U.S. participation in standards setting bodies, like the International Organization for Standardization (ISO), has remained flat over the past two decades. Meanwhile, China’s participation in such bodies has ballooned. China participates in 200 more ISO technical committees that work to set international standards, compared to the United States.310
The international community is increasingly converging on a common set of biotechnology standards. Active and engaged U.S. leadership in these forums will be critical to ensuring that American interests are fully represented as global standards are set. Allowing China to dominate the conversation diminishes both the United States’ biotechnology industry and its own national security. The ISO, for example, has already published a variety of biotechnology standards covering topics ranging from cleanrooms to biobanking to DNA sequencing.311
While the United States has a voice in these forums, the limited size of its delegations constrains its effectiveness. The DOS, along with the NIST and other agencies, should work with affected stakeholders in industry and academia to foster greater U.S. engagement and leadership in these forums. The DOS should further ensure that these activities are coordinated with interagency partners, including trade agencies and agencies with a role in biosafety and biosecurity (see Section 4.4a).
Recommendation
6.2B
Recommendation 6.2B
Congress should require the Department of State (DOS) to create a strategy for harmonizing multilateral export controls.
The United States should also work with its allies and partners to protect against biotechnology misuse by harmonizing multilateral export controls. Currently, however, emerging technologies evolve faster than countries can harmonize multilateral export controls, a process that can take years. This dynamic is compounded by other long-standing problems with existing multilateral export control regimes.
For example, the Wassenaar Arrangement on Export Controls for Conventional Arms and Dual-Use Goods and Technologies includes Russia and operates by consensus and, as a result, has made only minor updates to its control lists in recent years.312 Without harmonization, countries can differ on what biotechnology-related equipment they restrict. The lack of a unified monitoring system allows adversaries to shop around and buy technology from countries with more lax restrictions.
Export controls often lag behind both technological advances and geopolitical changes.
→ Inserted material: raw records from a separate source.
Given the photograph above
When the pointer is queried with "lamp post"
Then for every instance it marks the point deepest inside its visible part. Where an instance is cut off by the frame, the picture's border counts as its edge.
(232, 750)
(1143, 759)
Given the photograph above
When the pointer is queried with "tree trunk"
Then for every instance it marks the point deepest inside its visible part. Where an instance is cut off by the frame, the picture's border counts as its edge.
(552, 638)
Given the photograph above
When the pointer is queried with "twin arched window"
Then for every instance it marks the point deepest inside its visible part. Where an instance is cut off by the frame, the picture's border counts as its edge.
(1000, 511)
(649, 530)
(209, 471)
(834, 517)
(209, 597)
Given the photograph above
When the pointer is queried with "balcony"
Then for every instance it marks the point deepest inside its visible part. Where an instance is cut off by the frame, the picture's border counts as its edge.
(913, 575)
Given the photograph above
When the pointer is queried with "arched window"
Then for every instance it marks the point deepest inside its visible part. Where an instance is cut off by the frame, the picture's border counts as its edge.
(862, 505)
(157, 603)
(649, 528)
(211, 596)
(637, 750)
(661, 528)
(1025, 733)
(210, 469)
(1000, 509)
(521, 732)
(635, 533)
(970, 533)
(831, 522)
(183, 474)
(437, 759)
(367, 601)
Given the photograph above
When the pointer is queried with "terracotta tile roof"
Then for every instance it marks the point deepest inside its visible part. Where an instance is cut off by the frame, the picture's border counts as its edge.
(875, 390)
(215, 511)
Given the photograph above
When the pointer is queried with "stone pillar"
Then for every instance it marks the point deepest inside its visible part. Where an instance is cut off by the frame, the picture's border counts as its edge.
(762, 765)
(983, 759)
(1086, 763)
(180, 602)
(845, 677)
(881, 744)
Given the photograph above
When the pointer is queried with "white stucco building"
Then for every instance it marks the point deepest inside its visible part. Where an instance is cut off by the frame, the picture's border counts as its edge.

Without a forcing mechanism to continuously update them, the United States and its allies will find that biotechnology-related equipment restrictions become less relevant and therefore less effective over time.
Within the next year, the DOS should develop a new strategy for harmonizing multilateral export controls on conventional arms and dual-use goods and technologies. This strategy should lay out how export controls can reflect contemporary geopolitical and technological dynamics, such as overcoming the limitations in the Wassenaar regime. Working with the National Security Council, relevant agencies, and key allies and partners, the DOS should report to Congress on the new strategy and a plan for implementing it.